Is DPO Superior to PPO for LLM Alignment? A Comprehensive Study

3 minute read

RLHF is the most used method to align LLMs with human preferences. RLHF methods can be roughly categorized as either reward-free or reward-based.

Reward-Based methods first learn a reward model and then apply actor-critic algorithms such as PPO. Reward-Free methods bypass learning the reward-model and use the feedback directly to modify the underlying model such as DPO.

In this paper the authors try to answer the question of whether DPO or PPO is superior from a performance perspective. They conclude that PPO is able to surpass other alignment methods in all cases and achieve SOTA results. The authors reveal the key factors for the best performances of PPO in fine-tuning LLMs as well as uncovering fundamental limitations of DPO.

Algorithm backgrounds

PPO

A reward model $r_\phi \in R$ is first learned from human labeled data. A common practice is to collect a dataset of preference pairs $\mathbb{D}= {(x,y_w,y_l)}$, $y_w, y_l$ are responses to x and marked as “win” and “lose” by a human-annotator. The distribution of the preference dataset is assumed to follow a Bradley-Terry model : $(1) \quad P_\phi(y_w>y_l \mid x) = \frac{exp(r_\phi(x,y_w))}{exp(r_\phi(x,y_w))+exp(r_\phi(x,y_l))}$$r_\phi$ is trained by minimizing the NLL of 1 given D. After $r_\phi$ is obtained PPO can be executed.

DPO

Instead of learning a reward model, DPO optimizes the policy over the preference data directly, it does so by deriving a closed-form solution for the RLHF objective which leads to the minimization of$\mathbb{L}_{DPO}(\pi_\theta) = - \mathbb{E}_{(x,y_w,y_l)\sim D} [log \sigma (\beta(\log \frac{\pi_\theta(y_w\mid x)}{\pi_{ref}(y_w\mid x)}- log \frac{\pi_\theta(y_l\mid x)}{\pi_{ref}(y_l\mid x)}]$

DPO Limitations

It is known that PPO can exploit potential failures in the learned reward model to achieve high rewards without meeting the actual human preference. The authors prove a theorem showing that any solution found by PPO also minimizes the DPO objective meaning that DPO also suffers from this.

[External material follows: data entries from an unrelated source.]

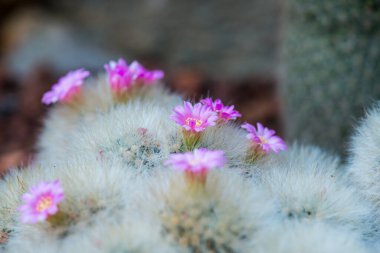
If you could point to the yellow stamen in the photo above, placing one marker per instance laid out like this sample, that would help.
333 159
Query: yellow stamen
198 122
263 140
44 203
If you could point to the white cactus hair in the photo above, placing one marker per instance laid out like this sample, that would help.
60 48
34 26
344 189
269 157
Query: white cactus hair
218 220
364 169
109 155
311 237
308 185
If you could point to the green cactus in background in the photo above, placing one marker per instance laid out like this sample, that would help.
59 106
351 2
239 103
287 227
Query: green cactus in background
332 62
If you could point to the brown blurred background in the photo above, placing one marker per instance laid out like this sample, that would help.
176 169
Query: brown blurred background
227 49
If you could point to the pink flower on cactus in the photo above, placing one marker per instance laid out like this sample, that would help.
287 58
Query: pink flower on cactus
264 138
147 76
122 77
194 118
66 88
225 113
119 75
41 201
199 161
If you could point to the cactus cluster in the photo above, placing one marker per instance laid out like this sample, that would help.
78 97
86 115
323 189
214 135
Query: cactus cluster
332 58
142 173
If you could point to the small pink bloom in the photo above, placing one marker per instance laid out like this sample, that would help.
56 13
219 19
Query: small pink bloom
199 161
264 138
66 87
139 73
194 118
119 75
122 77
41 201
225 113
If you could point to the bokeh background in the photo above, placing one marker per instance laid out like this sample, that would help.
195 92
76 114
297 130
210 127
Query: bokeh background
305 68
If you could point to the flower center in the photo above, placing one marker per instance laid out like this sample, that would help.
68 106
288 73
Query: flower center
263 140
44 203
193 122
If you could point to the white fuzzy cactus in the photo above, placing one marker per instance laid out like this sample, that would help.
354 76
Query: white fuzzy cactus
142 173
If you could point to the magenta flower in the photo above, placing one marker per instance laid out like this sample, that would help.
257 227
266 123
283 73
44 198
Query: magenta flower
264 138
139 73
199 161
66 87
194 118
41 201
122 77
119 75
225 113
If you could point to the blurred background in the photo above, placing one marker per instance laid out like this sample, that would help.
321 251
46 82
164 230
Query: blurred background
305 68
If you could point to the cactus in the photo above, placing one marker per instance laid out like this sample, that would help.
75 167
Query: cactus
332 58
133 182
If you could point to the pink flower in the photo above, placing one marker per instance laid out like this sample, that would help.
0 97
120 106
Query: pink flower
122 77
41 201
147 76
194 118
225 113
199 161
264 138
119 75
67 87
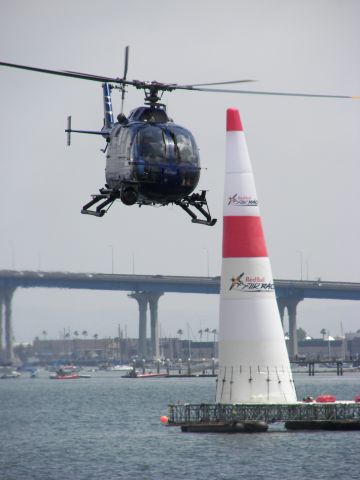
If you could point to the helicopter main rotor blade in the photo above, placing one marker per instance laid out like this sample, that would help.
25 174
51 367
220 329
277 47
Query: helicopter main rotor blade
215 83
257 92
65 73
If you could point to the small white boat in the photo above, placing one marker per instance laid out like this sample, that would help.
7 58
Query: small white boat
121 368
8 373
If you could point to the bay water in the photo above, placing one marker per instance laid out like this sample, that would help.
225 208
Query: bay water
107 427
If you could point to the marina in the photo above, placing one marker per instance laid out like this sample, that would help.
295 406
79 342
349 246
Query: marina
226 417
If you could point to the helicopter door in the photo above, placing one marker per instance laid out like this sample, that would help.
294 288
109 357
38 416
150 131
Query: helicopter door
149 154
185 155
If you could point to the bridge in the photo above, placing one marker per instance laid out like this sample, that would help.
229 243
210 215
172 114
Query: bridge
147 289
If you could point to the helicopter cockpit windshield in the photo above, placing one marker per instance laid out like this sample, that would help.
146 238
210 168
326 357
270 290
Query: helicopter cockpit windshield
171 144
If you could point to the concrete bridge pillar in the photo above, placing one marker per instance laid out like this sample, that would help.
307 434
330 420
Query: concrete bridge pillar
291 305
6 348
281 306
154 323
143 299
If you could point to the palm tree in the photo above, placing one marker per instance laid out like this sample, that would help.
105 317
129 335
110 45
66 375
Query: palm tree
76 334
207 331
84 334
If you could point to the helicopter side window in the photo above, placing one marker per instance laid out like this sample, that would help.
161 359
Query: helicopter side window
185 149
150 144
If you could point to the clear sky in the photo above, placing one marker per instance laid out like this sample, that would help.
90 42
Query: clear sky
305 152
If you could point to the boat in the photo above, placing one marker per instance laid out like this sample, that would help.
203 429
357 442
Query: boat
135 374
121 368
68 372
7 373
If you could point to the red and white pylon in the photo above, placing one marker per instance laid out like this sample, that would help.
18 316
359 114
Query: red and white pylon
253 359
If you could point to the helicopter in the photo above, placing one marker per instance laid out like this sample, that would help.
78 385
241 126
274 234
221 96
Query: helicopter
150 160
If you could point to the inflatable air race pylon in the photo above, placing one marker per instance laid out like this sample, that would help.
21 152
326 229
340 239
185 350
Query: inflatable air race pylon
254 365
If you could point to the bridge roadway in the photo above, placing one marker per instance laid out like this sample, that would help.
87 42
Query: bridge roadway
147 289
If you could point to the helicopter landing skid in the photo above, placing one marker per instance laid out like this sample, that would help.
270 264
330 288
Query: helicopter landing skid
107 197
197 200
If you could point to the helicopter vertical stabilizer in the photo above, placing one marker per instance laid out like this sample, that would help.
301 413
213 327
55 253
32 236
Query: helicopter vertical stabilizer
108 113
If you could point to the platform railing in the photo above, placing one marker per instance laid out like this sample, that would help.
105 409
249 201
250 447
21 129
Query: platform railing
188 414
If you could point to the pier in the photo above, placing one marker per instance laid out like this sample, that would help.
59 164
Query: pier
225 417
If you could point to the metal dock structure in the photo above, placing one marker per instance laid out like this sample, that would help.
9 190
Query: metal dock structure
225 417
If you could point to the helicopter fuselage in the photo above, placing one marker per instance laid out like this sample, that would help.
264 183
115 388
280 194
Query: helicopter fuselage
150 159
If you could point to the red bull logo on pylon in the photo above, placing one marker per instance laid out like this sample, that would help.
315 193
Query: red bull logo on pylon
253 359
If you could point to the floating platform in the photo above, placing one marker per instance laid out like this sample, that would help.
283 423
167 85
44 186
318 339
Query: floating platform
246 418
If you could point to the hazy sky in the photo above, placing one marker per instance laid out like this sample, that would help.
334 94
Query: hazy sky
305 152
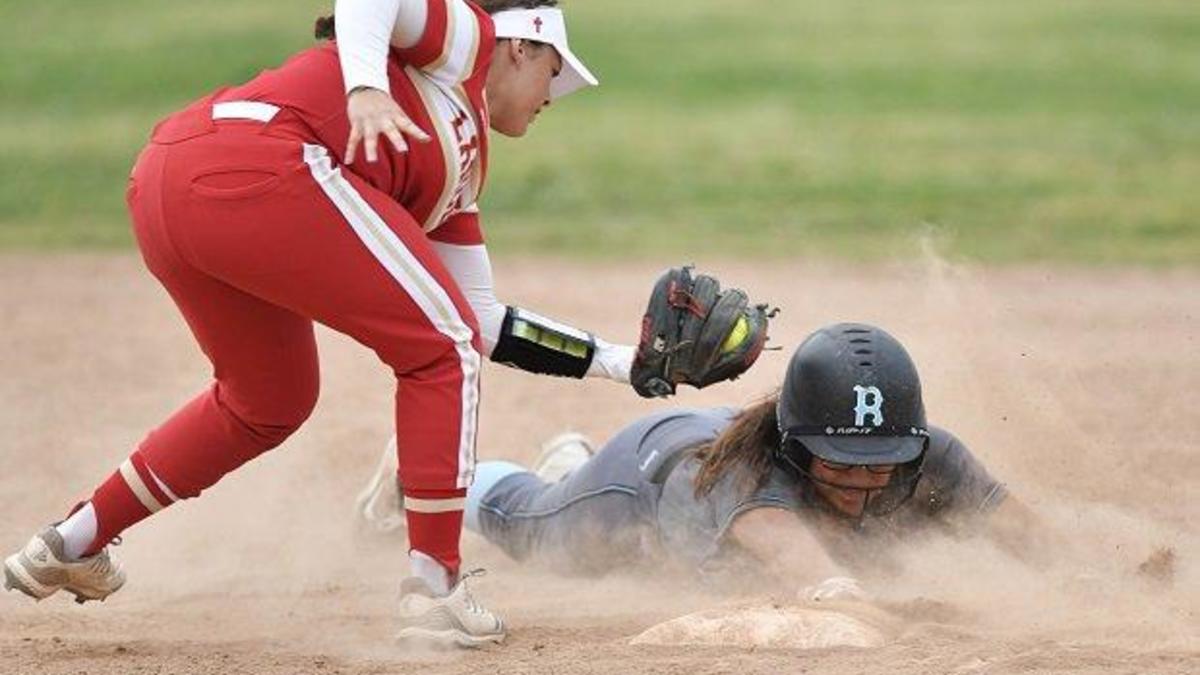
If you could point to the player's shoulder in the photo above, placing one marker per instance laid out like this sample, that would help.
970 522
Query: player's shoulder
947 454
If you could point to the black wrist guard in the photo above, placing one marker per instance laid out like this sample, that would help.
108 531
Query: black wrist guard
535 344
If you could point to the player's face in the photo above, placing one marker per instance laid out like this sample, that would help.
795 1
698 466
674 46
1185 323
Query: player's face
522 89
849 489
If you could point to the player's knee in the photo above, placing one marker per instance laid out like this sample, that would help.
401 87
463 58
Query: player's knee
289 414
271 414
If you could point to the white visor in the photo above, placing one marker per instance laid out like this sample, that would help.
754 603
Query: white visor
546 24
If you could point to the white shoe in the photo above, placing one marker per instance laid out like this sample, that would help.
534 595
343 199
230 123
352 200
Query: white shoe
41 569
447 621
379 507
563 454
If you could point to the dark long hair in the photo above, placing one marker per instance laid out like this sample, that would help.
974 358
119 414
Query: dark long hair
324 29
745 446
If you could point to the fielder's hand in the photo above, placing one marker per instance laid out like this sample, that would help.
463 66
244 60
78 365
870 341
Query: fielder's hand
373 112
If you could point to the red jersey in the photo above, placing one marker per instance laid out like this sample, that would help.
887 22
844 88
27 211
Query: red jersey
438 83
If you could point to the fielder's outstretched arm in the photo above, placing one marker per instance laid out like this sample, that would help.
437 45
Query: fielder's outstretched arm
526 340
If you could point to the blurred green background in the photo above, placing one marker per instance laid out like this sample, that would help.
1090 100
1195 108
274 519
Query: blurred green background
1025 130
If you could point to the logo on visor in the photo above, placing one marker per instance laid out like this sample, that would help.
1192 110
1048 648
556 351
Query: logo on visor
870 402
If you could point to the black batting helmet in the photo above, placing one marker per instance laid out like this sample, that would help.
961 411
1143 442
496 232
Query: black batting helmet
852 396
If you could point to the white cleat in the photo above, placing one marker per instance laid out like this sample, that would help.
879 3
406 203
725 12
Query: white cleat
379 507
563 454
41 569
450 621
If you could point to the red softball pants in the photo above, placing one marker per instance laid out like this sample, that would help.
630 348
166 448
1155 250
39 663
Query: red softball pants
256 234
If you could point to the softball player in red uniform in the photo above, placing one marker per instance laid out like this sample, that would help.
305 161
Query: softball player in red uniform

In addition, DPO might discover solutions exploiting out-of-distribution data, posing a risk of deviating excessively from the reference policy. DPO is prone to generating a biased policy that favors OOD responses, leading to unpredictable behavior.

Iterative DPO

The authors mention DPO_Iter (Iterative DPO) as a improvement on vanilla DPO. Instead of using only the existing preference dataset, it: - Generates new responses using the current model - Uses a learned reward model to label preferences between these newly generated responses - Creates new preference pairs from these labeled responses Then iteratively: - Trains DPO on these newly created preference pairs - Uses the resulting model to generate new responses - Labels new preferences - Repeats the process The paper shows this helps address one of DPO’s main weaknesses - sensitivity to distribution shift between the model outputs and preference data. By generating new responses with the current model, the preference pairs better match the model’s current output distribution. Additionally, Since the preferences are generated from the model’s own outputs, the training signal is more relevant to its current capabilities. However, the paper also notes that even with these improvements, DPO_Iter still doesn’t match PPO’s performance on more challenging tasks like code generation. While iterative training helps address some of DPO’s limitations around distribution shift, it doesn’t fully overcome the fundamental limitations in how DPO handles out-of-distribution responses that the paper identifies theoretically.

Key Factors for PPO

The authors identify three key techniques for RLHF performance of PPO.

Advantage normalization - i.e $advantages = \frac{advantages-mean(advantages)}{std(advantages)}$
Large batch-size training
Updating reference model parameters with exponential moving averages - For each parameter in the reference model, update it as $param_{ref} = \alpha \cdot param_{ref} + (1-\alpha) \cdot param_{policy}$ where $\alpha$ is a decay rate between 0 and 1. This allows the reference policy to change over training rather than remaining completely static, causing the KL term regulation not to be too restrictive. This is especially helpful in complex tasks where the model needs to substantially modify its behavior from the initial pre-trained policy to solve complex programming problems.

My Opinion

The paper’s main contribution lies in giving a comprehensive answer to which RLHF method works best. In doing so, it introduces theoretical insights on the drawbacks of DPO as well as establishing key implementation details to help with optimizing the notoriously tricky performance of PPO. For simple use-cases it may still be the case that DPO is best since it reduces the optimization overhead that comes with DPO but in complex scenarios it seems as PPO is the best we have at the moment.